Shortly afterward, the national organization of diocesan liturgical officials, the Federation of Diocesan Liturgical Commissions, published its own recommendations, which suggested that Communion on the tongue be temporarily prohibited for safety reasons.
Incidentally, Communion in the hand — allowed in the United States for 43 years now — is apparently still controversial, with some on social media declaring they would fast from Eucharist before receiving it in the hand during the pandemic. Communion on the tongue has become, like mask-wearing, an ideological symbol, divorced from any concerns about actual safety concerns.
Now, the same prelate who initially shared the Thomistic Institute's guidelines — Archbishop Leonard Blair, head of the bishops' Committee on Divine Worship — has sent a new memo to his fellow bishops that references three sets of recommendations, those from the Thomistic Institute, recommendations from the Federation of Diocesan Liturgical Commissions, and a nine-page resource from the Catholic Medical Association, developed by its Ad Hoc Committee of Catholic Doctors.
It's better than nothing.
Brian Eberhardt of St. Paul, Minnesota, waits to be escorted to a pew at the Church of St. Peter May 19. (CNS/The Catholic Spirit/Dave Hrbacek)

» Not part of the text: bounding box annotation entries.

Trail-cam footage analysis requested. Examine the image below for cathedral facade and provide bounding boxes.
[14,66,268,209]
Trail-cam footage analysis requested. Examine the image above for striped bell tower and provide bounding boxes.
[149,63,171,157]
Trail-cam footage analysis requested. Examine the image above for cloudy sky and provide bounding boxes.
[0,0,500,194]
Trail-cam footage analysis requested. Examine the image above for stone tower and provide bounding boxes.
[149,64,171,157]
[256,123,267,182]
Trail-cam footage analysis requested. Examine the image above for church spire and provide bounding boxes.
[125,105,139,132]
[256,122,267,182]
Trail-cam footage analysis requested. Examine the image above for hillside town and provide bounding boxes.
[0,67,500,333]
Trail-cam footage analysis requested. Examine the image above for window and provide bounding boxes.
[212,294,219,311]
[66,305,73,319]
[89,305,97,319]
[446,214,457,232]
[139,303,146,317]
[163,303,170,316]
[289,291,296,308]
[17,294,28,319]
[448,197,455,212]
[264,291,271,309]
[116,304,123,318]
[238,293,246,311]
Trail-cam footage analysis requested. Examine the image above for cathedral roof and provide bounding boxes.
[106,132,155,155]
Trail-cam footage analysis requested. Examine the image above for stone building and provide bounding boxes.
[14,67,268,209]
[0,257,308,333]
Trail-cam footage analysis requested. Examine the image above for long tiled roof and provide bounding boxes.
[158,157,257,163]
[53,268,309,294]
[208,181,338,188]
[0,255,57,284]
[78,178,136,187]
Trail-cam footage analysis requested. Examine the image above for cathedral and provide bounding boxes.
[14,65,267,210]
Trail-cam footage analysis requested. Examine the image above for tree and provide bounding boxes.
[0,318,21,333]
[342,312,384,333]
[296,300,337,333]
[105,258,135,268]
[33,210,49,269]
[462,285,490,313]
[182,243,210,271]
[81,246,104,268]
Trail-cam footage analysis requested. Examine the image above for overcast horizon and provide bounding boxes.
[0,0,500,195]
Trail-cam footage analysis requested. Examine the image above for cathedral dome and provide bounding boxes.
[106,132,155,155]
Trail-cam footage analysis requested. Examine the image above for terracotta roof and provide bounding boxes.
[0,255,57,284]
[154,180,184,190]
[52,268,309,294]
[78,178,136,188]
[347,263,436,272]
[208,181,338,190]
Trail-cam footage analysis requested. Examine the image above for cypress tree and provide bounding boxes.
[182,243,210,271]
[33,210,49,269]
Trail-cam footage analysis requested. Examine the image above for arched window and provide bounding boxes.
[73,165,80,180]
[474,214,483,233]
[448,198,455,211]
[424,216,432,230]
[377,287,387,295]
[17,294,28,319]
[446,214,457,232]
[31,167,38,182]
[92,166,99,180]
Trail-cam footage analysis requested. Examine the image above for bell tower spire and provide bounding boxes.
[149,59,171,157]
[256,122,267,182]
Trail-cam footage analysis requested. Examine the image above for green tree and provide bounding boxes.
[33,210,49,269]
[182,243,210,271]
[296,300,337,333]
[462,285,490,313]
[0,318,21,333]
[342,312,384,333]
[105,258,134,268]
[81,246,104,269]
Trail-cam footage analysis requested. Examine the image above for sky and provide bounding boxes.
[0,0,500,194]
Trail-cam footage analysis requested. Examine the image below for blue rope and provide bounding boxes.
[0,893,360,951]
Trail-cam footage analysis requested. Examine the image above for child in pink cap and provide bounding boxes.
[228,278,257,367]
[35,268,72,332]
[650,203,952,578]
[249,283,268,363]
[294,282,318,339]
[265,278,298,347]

To be sure, some individual bishops have smartly coordinated with local officials. In Chicago, for example, Cardinal Blase Cupich worked with Gov. J.B. Pritzker on a plan to allow gradual reopening of parishes, first for small groups for baptisms, reconciliation, weddings and funerals, then for private prayer and adoration, then ultimately for larger groups and public prayer. Chicago's plan includes recruiting non-vulnerable volunteers, who will be trained via webinar, and certification of readiness-to-open for each parish at each phase.
While differing local conditions demand a local response, national leadership during a crisis of this proportion is needed, too; it cannot be phoned in.

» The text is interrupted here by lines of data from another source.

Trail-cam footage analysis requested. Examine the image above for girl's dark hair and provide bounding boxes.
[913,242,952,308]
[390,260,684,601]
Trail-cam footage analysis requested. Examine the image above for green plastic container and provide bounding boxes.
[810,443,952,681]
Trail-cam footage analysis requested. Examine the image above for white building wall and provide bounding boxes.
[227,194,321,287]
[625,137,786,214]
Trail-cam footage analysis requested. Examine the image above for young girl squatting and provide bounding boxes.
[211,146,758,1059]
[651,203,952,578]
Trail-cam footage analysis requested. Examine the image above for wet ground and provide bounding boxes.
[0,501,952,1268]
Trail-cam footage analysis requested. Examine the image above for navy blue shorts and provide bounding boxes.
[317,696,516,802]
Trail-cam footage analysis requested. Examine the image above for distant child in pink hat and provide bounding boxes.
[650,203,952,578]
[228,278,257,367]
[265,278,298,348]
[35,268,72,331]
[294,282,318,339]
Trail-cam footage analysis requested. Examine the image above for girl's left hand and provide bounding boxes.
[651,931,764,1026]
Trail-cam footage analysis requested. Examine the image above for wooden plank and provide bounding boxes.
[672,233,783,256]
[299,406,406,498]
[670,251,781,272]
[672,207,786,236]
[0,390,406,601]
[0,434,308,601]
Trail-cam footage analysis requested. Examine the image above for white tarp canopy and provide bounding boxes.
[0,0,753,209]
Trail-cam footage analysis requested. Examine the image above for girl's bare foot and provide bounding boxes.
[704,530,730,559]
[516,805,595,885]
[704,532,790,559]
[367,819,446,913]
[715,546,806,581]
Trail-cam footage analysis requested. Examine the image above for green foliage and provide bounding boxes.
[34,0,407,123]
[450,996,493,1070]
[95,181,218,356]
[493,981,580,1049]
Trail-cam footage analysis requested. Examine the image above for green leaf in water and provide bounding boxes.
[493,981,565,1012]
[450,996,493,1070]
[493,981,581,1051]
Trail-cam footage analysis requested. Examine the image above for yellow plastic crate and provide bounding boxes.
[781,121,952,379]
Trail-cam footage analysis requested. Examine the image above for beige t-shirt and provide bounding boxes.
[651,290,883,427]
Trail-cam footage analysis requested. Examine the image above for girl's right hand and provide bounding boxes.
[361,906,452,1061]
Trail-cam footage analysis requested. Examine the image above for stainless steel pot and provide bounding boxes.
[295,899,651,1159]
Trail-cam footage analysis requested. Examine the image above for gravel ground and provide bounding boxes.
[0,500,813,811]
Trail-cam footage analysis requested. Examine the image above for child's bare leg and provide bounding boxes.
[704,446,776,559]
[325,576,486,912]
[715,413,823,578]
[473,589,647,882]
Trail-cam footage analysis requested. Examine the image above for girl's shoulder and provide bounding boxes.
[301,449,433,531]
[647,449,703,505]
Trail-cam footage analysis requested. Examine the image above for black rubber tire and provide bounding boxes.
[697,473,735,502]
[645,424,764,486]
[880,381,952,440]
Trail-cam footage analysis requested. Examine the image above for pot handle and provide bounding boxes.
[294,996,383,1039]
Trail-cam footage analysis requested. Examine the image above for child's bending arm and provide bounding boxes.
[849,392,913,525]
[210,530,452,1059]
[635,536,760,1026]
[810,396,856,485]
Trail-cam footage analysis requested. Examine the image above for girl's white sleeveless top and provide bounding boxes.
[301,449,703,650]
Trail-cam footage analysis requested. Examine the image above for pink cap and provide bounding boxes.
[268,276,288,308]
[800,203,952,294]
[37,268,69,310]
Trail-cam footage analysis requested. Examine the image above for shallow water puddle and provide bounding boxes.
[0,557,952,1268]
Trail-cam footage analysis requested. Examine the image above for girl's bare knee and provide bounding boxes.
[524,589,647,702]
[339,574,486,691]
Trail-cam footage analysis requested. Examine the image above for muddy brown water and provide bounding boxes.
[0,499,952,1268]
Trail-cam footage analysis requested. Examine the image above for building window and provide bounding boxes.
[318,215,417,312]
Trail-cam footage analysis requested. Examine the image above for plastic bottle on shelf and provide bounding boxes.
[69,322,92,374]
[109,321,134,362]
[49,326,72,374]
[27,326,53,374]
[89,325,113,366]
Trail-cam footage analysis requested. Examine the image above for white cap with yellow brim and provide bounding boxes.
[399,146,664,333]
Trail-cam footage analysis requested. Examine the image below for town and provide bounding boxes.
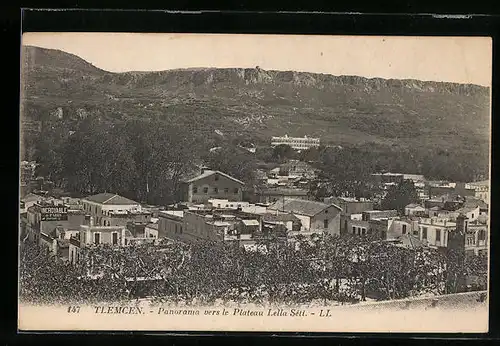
[20,135,489,299]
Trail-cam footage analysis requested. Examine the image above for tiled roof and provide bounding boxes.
[262,213,299,222]
[21,193,43,202]
[464,197,488,209]
[269,198,342,216]
[184,170,245,185]
[85,193,139,205]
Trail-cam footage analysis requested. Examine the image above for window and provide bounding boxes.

It's said that the true test of leaders is how well they function in a crisis. Sadly, the incompetence coming from the current presidential administration tops the lack of leadership from the church's bishops.
But the people of God deserve more. For decades, too many of the U.S. bishops have been stuck in a "culture war" mentality that has rendered the bishops' conference ineffective if not irrelevant. While the culture warriors have been obsessed with sexual ethics, what we need right now are the core principles of Catholic social teaching: solidarity, the common good, human dignity of all.
We haven't seen impressive leadership on that yet in response to the coronavirus. But the U.S. bishops' conference will get another chance: There will be plenty of opportunities to step up to the plate, as the country attempts to address the inequality and lack of safety net laid bare by the virus. Is it possible the conference will abandon its obsession with religious liberty and instead seek to promote the common good for all Americans?
In a second commencement speech, to high school graduates, Obama repeated his point made in the earlier talk to graduates of historical black colleges and universities: that today's leaders don't always get it right.
"So, if the world's going to get better, it's going to be up to you," he said to the graduates.
Perhaps sage advice to the next generation of U.S. Catholics, too.